Baggage has been a liability in practice due to its lack of definition (like ttl), bloat, likelihood of leaking secrets, or abstraction breaking (ex encouraging business code to use tracing apis to do business functionality). It is problems with OT baggage (including entry control, privacy etc) which led to some of the delays in correlation context, ex how to make sure these problems aren't re-introduced under a new name. Many have mentioned baggage was a bit half-baked, if we are talking about OT baggage as opposed to the original.

TLDR I would steer very clear from having request scoping behavior being in any way tainted with OT behavior which in practice is propagate anything forever downstream via headers.

cwe1ss commented 6 years ago

.NET's Activity type is roughly based on OT's Span but it definitely isn't an OT implementation.

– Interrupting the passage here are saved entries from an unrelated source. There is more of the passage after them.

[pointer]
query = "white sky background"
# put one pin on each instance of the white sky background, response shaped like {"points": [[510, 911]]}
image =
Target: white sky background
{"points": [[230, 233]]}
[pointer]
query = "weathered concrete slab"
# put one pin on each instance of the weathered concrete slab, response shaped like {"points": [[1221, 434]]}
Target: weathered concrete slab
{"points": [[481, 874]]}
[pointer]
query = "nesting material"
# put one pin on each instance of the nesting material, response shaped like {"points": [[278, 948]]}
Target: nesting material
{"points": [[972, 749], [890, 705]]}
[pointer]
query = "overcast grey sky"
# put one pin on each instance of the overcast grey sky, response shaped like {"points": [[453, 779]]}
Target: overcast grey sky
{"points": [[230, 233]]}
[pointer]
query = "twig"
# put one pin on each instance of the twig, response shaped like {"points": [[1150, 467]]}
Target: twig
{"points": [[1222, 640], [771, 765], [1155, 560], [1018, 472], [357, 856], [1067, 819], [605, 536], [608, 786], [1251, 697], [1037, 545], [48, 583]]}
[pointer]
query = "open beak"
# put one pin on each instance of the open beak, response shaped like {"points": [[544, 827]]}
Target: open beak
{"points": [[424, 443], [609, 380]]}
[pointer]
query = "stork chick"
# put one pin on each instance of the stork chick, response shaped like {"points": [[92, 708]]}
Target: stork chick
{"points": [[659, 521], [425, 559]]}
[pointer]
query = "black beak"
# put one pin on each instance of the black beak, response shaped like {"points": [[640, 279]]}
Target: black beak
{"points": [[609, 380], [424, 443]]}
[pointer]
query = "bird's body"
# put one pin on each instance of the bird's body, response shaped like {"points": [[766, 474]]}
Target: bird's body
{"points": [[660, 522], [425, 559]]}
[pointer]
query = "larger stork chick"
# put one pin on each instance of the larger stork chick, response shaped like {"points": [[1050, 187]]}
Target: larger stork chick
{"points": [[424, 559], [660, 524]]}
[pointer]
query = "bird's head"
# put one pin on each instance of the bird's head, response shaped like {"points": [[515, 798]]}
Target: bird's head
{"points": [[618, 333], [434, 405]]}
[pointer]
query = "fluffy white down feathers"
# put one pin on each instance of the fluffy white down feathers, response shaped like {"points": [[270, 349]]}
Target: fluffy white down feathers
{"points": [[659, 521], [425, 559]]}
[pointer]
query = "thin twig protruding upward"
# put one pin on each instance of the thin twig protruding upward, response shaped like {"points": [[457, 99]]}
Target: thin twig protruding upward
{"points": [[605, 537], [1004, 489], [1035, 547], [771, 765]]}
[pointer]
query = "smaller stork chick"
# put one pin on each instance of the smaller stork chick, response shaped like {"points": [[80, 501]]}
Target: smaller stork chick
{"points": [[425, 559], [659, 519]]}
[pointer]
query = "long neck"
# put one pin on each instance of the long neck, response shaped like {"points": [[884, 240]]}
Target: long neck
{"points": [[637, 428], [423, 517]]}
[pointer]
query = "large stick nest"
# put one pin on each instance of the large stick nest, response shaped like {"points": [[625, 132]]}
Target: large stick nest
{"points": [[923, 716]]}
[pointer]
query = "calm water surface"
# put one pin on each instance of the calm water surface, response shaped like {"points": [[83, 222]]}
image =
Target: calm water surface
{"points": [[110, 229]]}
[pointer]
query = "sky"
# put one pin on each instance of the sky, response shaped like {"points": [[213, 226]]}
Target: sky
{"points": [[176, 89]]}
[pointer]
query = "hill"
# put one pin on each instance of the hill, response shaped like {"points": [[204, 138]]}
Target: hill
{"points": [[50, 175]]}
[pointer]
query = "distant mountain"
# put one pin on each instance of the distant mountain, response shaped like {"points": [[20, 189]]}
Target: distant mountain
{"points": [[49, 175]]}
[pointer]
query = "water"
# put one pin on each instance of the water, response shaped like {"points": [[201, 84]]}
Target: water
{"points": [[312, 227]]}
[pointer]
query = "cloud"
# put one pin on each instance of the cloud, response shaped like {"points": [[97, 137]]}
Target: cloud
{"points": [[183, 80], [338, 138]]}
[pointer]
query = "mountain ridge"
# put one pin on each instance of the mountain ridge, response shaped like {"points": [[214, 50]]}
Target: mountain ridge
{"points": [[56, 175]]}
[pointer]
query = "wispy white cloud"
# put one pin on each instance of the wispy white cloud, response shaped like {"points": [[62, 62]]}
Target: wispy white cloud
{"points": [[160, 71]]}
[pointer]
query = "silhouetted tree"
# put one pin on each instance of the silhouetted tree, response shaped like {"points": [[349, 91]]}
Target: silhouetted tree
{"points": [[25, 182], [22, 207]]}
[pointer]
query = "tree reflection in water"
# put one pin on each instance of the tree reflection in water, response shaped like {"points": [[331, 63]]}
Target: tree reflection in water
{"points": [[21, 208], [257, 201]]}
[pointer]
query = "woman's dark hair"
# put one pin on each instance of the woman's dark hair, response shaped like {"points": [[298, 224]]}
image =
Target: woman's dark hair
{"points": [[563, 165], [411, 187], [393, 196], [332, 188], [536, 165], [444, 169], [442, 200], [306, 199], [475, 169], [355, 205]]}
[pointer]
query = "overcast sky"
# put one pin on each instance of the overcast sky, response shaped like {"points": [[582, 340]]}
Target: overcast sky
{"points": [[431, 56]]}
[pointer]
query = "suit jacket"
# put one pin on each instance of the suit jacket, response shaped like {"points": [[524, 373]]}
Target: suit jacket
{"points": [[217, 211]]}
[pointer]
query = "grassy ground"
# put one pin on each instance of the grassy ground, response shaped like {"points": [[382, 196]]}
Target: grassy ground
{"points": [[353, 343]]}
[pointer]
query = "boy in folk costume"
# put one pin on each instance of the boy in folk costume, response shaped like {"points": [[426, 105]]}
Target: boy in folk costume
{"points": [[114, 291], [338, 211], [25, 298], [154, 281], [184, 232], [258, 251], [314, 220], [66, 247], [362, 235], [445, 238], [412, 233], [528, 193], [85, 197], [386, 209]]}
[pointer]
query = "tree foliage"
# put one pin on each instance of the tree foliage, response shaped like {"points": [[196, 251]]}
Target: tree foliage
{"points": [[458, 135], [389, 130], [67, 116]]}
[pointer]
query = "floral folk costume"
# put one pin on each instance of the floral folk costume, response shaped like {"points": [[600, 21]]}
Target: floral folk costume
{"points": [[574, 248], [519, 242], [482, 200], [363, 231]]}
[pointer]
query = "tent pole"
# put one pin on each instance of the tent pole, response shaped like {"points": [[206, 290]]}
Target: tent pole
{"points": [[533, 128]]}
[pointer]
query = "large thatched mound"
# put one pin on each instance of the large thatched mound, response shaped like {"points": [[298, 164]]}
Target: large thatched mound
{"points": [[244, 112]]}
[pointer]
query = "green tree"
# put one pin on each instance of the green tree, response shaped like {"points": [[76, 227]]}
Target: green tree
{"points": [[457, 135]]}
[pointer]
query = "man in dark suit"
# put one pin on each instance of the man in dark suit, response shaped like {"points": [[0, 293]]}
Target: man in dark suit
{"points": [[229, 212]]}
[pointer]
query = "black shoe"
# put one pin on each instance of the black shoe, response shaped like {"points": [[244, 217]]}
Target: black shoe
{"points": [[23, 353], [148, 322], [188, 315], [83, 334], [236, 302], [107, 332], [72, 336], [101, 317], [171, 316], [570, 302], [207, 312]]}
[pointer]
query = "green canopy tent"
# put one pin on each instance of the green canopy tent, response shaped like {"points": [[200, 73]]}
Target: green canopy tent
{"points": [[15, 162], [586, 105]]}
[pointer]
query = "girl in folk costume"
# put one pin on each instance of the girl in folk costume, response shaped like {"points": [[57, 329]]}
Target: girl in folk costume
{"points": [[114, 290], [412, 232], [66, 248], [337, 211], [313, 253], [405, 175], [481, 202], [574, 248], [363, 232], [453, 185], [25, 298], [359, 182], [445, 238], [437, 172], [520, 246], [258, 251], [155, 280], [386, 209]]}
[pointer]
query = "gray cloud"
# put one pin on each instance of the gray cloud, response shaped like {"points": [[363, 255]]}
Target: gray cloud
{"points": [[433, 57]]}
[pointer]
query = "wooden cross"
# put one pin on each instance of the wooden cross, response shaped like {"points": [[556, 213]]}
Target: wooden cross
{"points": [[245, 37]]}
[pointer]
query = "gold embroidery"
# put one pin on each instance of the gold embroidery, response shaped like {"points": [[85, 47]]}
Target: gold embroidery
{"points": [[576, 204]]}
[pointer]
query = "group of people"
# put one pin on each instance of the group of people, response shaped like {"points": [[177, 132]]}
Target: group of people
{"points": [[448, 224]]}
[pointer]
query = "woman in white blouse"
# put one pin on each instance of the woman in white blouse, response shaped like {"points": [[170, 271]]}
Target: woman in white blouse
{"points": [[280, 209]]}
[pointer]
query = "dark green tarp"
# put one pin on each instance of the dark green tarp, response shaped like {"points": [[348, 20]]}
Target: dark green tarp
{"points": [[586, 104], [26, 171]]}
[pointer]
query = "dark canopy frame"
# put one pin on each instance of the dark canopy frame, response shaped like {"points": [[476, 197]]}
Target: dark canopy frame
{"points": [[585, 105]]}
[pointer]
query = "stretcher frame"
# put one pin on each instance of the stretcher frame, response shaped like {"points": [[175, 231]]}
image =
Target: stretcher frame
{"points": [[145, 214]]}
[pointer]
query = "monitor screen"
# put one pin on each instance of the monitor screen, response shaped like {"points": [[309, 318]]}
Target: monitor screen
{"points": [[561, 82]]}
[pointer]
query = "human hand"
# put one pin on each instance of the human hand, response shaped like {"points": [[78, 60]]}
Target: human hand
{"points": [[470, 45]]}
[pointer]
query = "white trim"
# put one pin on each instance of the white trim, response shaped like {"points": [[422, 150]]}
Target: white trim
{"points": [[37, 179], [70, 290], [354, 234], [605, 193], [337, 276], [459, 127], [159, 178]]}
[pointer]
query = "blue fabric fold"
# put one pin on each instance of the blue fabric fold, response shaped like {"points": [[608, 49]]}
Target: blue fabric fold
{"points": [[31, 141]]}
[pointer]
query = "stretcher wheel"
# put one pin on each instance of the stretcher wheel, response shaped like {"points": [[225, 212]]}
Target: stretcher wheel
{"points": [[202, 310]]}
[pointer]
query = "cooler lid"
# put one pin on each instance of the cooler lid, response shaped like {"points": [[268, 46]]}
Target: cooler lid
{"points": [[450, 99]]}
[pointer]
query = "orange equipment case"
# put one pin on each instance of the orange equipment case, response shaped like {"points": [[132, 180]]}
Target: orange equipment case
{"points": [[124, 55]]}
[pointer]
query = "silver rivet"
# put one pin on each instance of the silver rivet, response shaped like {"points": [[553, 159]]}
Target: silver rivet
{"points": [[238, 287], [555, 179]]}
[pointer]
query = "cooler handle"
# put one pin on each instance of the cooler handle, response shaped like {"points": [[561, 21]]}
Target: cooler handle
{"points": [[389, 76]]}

I had another look at the W3C spec document. Seems like what we currently have with Baggage more closely relates to W3C's Correlation-Context, right?

But I'm now confused by @SergeyKanzhelev example in this issue where he used sampling-rate as a key. Shouldn't that also be a Correlation-Context value? The W3C spec seems to only talk about vendor-specific span ids in its definition of the tracestate header.

mconnew commented 6 years ago

I know I'm coming late to this game, but I have some questions, some specifically about how this would relate to WCF. The W3C spec only talks about how this pertains to HTTP, but in the discussion there's talk about grpc and amqp. WCF also has it's own protocols so anything that is done has to be transport agnostic.
The W3C spec also quickly breaks down and fails hard when WCF is used. The tracestate can be up to 512 bytes long, and each state item can be up to 513 bytes (256 bytes for key, = character, 256 bytes for the value). Ignoring that off by 1 bug in the spec, you are only guaranteed to be able to have a single item in the tracestate. The whole purpose of the spec is to allow correlation across different tracing technologies. WCF has it's own end to end correlation tracing which if turned on means you have two different logging systems on at the same time (DiagnosticsSource based and WCF'd own tracing). This means you must propagate two tracing states or you will break one of the tracing correlation mechanisms. You aren't guaranteed to be able to do that.
But if this is the correlation standard is the one we are going to hitch our horse to, then there should be an API to manage the data. Otherwise WCF will need to write the parsing code and truncation logic to add our state to the data. But it shouldn't be part of the Activity class, it should be a separate implementation which can handle mutating the state correctly and exposing data strongly typed and have the ability to easily and cheaply import/export the values in a way that it can be added to the baggage as an opaque value. ApplicationInsights can have extra handling to pull the value out of the baggage and put it as it's own http header if needed. Frameworks such as WCF can add it as a SOAP header which carries the baggage transparently so the data flows and if this is the industry winner, add smarter handling later to add our own state.